We now compute the ROC curves for our method under the same setting as when we discussed the CGHseg algorithm (Figure 4, green and purple curves). They are shown in Figure 4 as red and black curves, for array noise and Gaussian noise, respectively. First we note that comparing with the results of a recent comparison paper (23), our method is comparable to the best smoothing based methods. Next, we make two interesting observations from Figure 4 (i) The ROC curves for our method are very similar for the array noise and the Gaussian noise. This is because our method has fully taken into account the character of the array noise. (ii) Our method is more accurate than CGHseg, especially when SNR is low and the aberration width is narrow.
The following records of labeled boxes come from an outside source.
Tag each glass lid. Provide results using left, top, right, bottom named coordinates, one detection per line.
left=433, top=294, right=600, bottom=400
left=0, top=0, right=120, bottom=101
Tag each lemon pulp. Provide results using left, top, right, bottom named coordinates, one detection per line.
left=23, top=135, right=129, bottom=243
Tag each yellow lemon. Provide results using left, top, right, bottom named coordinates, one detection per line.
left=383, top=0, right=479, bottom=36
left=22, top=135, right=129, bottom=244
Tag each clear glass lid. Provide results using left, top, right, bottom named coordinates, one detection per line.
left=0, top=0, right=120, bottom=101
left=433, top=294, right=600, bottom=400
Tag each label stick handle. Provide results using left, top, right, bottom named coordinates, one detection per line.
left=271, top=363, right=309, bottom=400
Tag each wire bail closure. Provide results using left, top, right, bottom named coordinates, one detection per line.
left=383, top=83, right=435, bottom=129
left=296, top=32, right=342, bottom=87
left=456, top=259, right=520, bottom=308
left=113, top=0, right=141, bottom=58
As we shall argue later, in the low SNR case, a good threshold to choose would correspond to the case of TPR + FPR =1 = 1. Under such a criterion, our method is almost 20% more accurate than CGHseg, for the case of SNR = 1 and aberration width = 5. Therefore, our method will be especially useful for processing array CGH data with small SNR [the 19 k oligo array data (24) belong to this category, as we shall show in the next section].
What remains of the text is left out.